Lors de l’exposition de juin/juillet 2017, les textiles et céramiques étaient prédominants. Dans cette « suite », des vanneries, photographies, calligraphies, peintures, céramiques contemporaines sont présentés en même temps qu’une importante collection de Tansu japonais du XIXème et début XXème , paravents anciens, et estampes de l’ukyo-e.

Maria GESZLER, céramiste
« La création est comme un collier de perles: une idée est suivie d’une autre idée, une vision vient tôt ou tard dans l’existence, je vois un long chemin sans fin dans mon esprit. C’est un style de vie. Se tenir seul à l’atelier, écouter de la musique et avoir les pensées les plus profondes en soi-même. Dans ce contexte, le terme «Japon» ne désigne ni le pays, ni l’impact de la céramique japonaise, l’art textile ou la littérature, mais l’effort d’un standard sophistiqué. En utilisant cela, un artisan ou un artiste japonais façonne une forme, une idée non seulement au cours d’une vie, mais à travers les générations. J’ai été émue par cette recherche de la perfection, ce geste pour atteindre l’inaccessible – c’est le ciel étoilé, qui est au-dessus de moi ». Maria Geszler

Baba LIMOUSIN, artiste, restauratrice papiers japon
Restauratrice d’arts d’Extrême-Orient, Baba Limousin travaille sur les paravents japonais anciens en papier. Une école d’art, un travail chez un antiquaire, un apprentissage pour restaurer la laque chinoise et japonaise et la rencontre inattendue avec ces paravents datés du XVIIe à la fin du XIXe siècle. Baba Limousin réalise également des tableaux avec calligraphie et collages en récupérant des vieux papiers japonais et, tout en conservant les techniques ancestrales, elle crée des paravents modernes aux décors figuratifs.

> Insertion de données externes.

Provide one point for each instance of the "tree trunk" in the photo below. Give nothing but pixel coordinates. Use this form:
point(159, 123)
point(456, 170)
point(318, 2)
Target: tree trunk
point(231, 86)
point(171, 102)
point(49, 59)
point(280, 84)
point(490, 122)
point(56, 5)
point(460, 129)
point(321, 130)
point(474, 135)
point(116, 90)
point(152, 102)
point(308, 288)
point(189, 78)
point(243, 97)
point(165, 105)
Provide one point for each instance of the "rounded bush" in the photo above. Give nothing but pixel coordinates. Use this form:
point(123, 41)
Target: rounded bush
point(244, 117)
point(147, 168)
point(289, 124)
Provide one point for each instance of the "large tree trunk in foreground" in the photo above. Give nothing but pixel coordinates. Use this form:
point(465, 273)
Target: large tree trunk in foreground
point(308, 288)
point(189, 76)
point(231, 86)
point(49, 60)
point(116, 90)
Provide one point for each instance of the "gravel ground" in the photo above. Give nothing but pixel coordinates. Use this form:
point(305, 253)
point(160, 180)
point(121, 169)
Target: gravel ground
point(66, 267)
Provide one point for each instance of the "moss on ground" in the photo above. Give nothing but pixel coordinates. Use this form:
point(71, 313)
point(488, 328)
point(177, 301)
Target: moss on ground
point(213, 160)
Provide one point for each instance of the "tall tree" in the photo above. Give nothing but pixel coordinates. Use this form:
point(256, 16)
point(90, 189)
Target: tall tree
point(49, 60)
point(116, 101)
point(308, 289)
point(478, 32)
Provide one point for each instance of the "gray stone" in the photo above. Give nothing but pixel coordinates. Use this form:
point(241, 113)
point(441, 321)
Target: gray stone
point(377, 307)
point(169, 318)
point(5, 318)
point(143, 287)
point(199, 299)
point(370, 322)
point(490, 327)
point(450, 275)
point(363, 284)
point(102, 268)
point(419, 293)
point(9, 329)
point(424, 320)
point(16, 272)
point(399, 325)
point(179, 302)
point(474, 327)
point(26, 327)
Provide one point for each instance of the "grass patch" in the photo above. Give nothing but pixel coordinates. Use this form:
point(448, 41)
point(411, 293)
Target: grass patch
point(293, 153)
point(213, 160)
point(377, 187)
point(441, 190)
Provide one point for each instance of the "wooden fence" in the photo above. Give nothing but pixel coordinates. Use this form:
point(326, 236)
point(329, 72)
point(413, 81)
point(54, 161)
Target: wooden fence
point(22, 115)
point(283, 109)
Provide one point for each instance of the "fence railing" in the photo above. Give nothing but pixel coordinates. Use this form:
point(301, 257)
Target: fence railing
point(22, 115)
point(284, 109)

Antoine POUPEL photographe
«Je suis préoccupé par l’étymologie même du terme photographie, il est bien question de peindre, de dessiner. Ainsi la notion d’auteur demeure centrale dans mon travail, si j’ai choisi le médium photographique, c’est pour déconstruire son caractère mécanique, réintroduire la part de l’artiste qui utilise la lumière comme une matière picturale. Les monotypes que je réalise subissent divers traitements qui les rendent uniques mais tout en renforçant leur spécificité photographique. J’agis avec la chimie comme un peintre avec sa palette, celle-ci est toujours le réceptacle (le révélateur) de la lumière avec laquelle je dessine.»

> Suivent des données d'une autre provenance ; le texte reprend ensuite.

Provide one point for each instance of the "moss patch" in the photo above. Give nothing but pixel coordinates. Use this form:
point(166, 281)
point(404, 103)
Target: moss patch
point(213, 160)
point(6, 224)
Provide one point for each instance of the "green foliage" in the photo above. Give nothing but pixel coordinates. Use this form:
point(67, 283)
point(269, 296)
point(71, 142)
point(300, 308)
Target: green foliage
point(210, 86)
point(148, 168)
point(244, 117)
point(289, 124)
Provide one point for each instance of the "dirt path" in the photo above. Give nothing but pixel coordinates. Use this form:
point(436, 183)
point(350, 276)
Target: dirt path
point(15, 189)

Takayuki Shimizu, vannerie (2017) 45×25,5cm

Takayuki SHIMIZU, vannier
C’est à l’extérieur du Japon que Shimizu a réalisé la beauté de l’artisanat du bambou, lors de voyages en Asie du Sud-Est, en Inde et au Népal. De retour au Japon, il a suivi une formation au Centre de soutien à l’artisanat et à la formation en bambou de la préfecture d’Oita et il a passé quatre ans sous la direction du maître de bambou, M. Jin Morigami, pour approfondir ses connaissances et compétences. Il est devenu indépendant en 2007 et il est maintenant basé à Tokyo et à Beppu (préfecture d’Oita). À la fois au niveau international et au Japon, il veut sensibiliser le public aux tendances traditionnelles et nouvelles de l’artisanat du bambou. Takayuki Shimizu est considéré comme un des pionniers du « nouveau métier » de bambou.